Sachez qu’une femme ne peut pas faire autrement que les autres femmes, sans se compromettre et s’exposer à ces mille et mille traits de la critique amicale qu’elle redoute d’autant plus qu’elle excelle à les lancer. Le monde féminin est régi par une multitude de lois dont le détail échappe à la grossière perception des hommes et qu’aucune femme n’a le courage de secouer. La police de ce petit monde, gracieux et charmant au dehors, à ce que vous dites, rempli au dedans, à ce que je sais, de petites passions, de malice et d’envie, la police est faite par la critique la plus vigilante et la plus aiguisée. Il faut de l’héroïsme de la part d’une femme pour braver les autres femmes ; quant aux hommes, ce qu’ils disent ne nous importe que lorsque nous les aimons.
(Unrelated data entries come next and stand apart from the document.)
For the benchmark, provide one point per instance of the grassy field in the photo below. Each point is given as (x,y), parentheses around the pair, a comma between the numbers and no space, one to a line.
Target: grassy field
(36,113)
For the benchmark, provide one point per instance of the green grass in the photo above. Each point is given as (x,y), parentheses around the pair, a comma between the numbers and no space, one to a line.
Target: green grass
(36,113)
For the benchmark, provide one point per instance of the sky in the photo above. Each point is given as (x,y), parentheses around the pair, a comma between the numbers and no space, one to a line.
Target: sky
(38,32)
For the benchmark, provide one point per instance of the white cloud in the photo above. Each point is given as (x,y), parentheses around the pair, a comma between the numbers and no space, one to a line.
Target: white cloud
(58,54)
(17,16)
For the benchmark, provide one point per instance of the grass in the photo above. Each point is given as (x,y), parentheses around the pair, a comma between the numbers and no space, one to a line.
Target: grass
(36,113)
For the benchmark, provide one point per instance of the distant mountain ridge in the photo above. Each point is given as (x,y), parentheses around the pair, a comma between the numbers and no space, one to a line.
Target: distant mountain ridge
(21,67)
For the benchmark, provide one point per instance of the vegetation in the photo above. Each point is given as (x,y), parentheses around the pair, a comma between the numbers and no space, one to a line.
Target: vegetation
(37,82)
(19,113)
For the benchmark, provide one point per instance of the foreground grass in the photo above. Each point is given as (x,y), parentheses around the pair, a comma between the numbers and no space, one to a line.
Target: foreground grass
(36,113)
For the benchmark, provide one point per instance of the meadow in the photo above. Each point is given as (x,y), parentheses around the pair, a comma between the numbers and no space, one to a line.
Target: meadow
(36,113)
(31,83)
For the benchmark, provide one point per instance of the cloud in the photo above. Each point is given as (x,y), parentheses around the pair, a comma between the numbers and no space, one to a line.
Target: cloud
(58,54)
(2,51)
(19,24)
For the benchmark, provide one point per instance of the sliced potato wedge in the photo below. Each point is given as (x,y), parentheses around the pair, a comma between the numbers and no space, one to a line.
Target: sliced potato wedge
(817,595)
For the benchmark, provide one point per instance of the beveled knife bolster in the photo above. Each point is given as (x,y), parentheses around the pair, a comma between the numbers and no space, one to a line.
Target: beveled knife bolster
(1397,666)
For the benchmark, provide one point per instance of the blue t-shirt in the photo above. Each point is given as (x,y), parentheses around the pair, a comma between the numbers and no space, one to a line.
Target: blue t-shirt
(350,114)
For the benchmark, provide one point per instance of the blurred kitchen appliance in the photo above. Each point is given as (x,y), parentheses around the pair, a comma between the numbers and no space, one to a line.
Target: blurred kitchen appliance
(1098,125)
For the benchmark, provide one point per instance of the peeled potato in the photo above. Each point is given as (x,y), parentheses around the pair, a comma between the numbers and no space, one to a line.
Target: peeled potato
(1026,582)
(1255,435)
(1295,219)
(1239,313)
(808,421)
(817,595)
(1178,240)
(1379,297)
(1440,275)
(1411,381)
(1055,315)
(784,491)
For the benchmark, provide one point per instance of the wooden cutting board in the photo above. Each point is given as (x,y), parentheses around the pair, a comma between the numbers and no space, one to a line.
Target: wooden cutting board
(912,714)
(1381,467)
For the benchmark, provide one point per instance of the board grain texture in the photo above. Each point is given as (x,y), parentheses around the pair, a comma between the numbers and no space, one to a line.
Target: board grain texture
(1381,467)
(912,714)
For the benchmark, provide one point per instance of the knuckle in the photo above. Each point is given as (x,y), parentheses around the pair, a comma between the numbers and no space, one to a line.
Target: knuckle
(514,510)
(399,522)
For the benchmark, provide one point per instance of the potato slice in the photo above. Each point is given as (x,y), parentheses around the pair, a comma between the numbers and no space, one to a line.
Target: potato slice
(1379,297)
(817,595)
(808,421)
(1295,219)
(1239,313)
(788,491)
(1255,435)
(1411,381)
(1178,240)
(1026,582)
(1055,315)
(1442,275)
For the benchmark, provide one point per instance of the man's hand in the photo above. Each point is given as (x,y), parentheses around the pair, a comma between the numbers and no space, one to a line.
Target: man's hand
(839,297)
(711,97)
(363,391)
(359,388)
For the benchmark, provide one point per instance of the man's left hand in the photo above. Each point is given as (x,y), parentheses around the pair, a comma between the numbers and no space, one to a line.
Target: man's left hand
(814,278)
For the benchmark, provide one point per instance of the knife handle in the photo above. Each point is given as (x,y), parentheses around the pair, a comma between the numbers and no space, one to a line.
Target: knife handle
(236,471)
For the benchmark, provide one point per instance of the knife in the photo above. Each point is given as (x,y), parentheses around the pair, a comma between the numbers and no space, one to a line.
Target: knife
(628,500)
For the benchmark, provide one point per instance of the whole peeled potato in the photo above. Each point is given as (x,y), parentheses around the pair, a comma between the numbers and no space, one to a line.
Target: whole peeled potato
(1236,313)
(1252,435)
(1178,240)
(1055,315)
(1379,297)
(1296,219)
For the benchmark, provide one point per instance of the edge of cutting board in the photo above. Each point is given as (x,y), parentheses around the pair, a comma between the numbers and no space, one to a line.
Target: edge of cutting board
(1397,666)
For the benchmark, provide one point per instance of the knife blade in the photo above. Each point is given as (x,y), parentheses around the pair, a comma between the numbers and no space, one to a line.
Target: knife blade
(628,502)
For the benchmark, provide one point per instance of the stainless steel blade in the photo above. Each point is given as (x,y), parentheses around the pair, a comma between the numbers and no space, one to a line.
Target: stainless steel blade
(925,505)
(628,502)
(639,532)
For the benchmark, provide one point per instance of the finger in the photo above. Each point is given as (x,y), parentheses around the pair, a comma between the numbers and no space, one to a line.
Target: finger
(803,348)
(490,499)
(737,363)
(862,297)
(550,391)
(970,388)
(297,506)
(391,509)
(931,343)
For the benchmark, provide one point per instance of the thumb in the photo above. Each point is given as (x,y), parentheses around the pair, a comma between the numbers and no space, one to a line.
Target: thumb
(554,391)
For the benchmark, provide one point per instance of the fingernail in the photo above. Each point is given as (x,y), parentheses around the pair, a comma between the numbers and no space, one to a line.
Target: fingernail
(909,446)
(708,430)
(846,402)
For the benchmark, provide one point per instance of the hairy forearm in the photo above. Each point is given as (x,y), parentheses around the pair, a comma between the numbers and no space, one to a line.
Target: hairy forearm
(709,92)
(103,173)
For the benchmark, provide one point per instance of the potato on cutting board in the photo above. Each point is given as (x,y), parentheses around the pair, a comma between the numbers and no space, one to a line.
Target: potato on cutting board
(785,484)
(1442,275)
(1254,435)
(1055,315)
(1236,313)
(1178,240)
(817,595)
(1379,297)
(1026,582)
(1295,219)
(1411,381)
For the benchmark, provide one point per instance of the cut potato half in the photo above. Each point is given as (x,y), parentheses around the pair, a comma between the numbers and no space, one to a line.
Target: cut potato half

À coup sûr, je meurs d’envie de ne pas recevoir au jour de l’an, et cependant, je recevrai ; et cela, parce que je n’ai pas de raison à donner à mes bonnes amies pour m’excuser de n’avoir pas reçu leurs maris, qui, accablés de visites à faire et bien pourvus de cartes, seraient cependant enchantés de ma discrétion. Les unes diraient que je n’ai pas reçu parce que j’avais mauvais teint, ajoutant que cela m’arrive plus souvent qu’à mon tour depuis quelque temps ; les autres insinueraient que l’absence d’un valseur quelconque avec lequel j’ai dansé deux ou trois fois sans conviction au dernier bal, m’inspire ce goût soudain pour la solitude…, etc. Il me faut donc bon gré mal gré subir la loi générale ; je m’en console en donnant à ma toilette toute l’attention que je suis censée prêter à la conversation de mes visiteurs, et je me venge de la corvée que m’impose le respect féminin en remportant le prix de beauté.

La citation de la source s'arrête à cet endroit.